Pholidobolus samek is a species of lizard in the family Gymnophthalmidae. Formally described in 2020, it is named after the green dorsolateral stripes on its head, with its name meaning green in the indigenous Shuar language. It inhabits cloud forests in Cordillera del Cóndor in southeastern Ecuador at elevations of 2324−2844 m and is known only from the Zamora-Chinchipe province. The authors of the study describing the species recommended that the species be considered critically endangered due to its small known distribution and habitat destruction.

==Taxonomy==
Pholidobolus samek was formally described in 2020 based on an adult male specimen collected from the Cerro Plateado Biological Reserve in the Zamora-Chinchipe Province, Ecuador. The specific epithet samek means green in the indigenous Shuar language, in allusion to the green dorsolateral head stripes distinguishing the new species from Pholidobolus species. The species has the English common name green-striped cuilane and the Spanish common name Cuilane de franjas verdes.

==Description==
The adult male holotype has a grayish-brown dorsal background from the head to the base of tail, with a golden light brown vertebral stripe extending from the occiput to the tail. There are bright green dorsolateral stripes on the head. There is a cream-white longitudinal stripe extending from the first supralabial to the shoulder. The sides of the neck, flanks and limbs are dark brown, with a reddish-brown narrow stripe extending from the tympanum to the arm insertion. The ventrolateral region of the body is grayish-brown. The throat is cream and the chest, belly, and base of the tail are cream-orange. Unlike the male holotype, females have an orange-brown longitudinal stripe extending from third supralabial to shoulder and fading on the flanks.

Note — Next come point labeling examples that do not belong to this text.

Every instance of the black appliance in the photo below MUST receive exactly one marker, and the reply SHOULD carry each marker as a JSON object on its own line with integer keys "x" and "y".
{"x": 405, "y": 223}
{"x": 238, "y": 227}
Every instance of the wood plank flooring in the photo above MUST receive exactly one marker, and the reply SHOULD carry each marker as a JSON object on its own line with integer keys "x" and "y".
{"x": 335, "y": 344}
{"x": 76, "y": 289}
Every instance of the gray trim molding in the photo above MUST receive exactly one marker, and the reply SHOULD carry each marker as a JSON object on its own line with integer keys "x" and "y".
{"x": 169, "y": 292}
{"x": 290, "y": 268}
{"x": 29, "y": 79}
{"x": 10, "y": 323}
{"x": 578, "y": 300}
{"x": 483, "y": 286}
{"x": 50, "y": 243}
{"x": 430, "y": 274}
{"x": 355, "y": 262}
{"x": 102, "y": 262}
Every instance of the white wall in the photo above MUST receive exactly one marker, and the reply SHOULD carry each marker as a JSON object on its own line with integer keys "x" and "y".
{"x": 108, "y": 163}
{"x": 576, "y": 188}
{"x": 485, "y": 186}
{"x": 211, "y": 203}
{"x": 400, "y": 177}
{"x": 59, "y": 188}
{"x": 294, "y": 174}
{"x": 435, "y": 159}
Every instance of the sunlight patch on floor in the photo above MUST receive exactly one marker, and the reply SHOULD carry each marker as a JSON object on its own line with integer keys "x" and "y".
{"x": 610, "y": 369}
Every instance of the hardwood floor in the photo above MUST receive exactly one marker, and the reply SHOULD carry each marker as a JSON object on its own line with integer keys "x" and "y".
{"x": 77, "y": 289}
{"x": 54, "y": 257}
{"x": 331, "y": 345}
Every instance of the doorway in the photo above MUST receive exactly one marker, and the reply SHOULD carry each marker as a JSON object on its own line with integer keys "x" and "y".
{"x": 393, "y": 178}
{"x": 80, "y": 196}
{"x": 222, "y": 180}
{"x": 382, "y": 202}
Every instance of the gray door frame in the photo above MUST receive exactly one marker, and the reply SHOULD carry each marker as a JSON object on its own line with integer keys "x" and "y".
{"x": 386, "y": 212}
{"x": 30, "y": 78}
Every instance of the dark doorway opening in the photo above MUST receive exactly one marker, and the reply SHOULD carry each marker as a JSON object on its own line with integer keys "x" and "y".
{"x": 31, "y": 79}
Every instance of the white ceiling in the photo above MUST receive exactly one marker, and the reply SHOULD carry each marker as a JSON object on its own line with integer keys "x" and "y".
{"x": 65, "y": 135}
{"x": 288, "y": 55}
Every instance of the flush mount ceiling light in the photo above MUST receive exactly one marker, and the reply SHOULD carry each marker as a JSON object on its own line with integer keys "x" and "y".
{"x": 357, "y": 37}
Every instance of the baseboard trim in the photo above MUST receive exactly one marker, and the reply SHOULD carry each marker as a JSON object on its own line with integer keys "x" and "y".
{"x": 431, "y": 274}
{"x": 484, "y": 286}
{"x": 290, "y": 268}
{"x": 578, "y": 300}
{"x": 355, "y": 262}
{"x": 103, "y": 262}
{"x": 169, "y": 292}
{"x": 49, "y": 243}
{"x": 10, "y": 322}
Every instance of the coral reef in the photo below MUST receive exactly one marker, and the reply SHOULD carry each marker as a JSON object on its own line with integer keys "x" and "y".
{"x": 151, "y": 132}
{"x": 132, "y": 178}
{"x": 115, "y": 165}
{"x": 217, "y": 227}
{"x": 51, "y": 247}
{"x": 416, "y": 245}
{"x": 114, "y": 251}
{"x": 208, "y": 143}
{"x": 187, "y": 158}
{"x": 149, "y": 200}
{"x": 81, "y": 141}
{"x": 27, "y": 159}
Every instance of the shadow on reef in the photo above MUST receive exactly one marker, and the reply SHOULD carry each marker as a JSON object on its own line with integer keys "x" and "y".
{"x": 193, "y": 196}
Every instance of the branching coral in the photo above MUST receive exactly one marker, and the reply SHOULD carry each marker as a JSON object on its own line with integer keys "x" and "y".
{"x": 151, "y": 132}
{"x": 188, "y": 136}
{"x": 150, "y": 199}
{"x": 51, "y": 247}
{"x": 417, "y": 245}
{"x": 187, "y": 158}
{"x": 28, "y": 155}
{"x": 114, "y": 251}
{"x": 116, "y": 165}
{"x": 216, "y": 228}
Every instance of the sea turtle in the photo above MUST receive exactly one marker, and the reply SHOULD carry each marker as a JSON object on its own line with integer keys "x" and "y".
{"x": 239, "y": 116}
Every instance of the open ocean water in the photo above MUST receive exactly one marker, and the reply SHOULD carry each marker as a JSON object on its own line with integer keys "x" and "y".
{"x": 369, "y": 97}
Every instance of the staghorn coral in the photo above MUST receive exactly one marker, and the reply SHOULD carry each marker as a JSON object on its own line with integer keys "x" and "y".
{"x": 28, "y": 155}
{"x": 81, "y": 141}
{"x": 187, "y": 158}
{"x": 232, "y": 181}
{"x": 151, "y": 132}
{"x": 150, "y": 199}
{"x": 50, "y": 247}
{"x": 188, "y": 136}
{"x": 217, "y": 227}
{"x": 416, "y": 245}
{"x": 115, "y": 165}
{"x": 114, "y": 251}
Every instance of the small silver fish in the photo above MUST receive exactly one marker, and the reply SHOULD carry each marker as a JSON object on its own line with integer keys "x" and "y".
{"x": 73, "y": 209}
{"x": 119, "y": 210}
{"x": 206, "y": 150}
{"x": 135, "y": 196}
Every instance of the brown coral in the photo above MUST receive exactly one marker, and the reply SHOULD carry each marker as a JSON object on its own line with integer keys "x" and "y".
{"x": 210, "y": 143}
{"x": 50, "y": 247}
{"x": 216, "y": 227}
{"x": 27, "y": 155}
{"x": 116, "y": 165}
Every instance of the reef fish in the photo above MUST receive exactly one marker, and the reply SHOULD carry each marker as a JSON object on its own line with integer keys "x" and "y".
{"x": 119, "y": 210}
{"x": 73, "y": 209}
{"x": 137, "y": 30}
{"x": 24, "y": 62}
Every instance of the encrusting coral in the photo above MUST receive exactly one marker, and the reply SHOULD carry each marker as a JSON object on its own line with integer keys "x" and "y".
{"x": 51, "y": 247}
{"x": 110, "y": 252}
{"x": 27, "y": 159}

==Distribution and ecology==
Pholidobolus samek inhabits cloud forests in Cordillera del Cóndor in southeastern Ecuador at elevations of 2324−2844 m. The species is known only from Zamora-Chinchipe province, on the sandstone plateaus of the Cerro Plateado Biological Reserve. The ground at the type locality is covered with mosses, roots, and bromeliads, a habitat known locally as bamba. All specimens were found active from 11:30–17:00 under stones or terrestrial bromeliads.

Eggs of the species have been collected under flat stones. In captivity, they have been incubated in sphagnum and perlite. Eggs are 14.0–14.1 mm long, 8.0–8.5 mm wide, and weigh 0.4 g on average. Hatchlings weigh 0.3 g and are 24.7 mm in snout–vent length on average.

==Conservation==
Pholidobolus samek has not been assessed by the IUCN, but the authors of the study describing the species recommended that the species be considered critically endangered due to its small known distribution and habitat destruction through mining activities near its known range.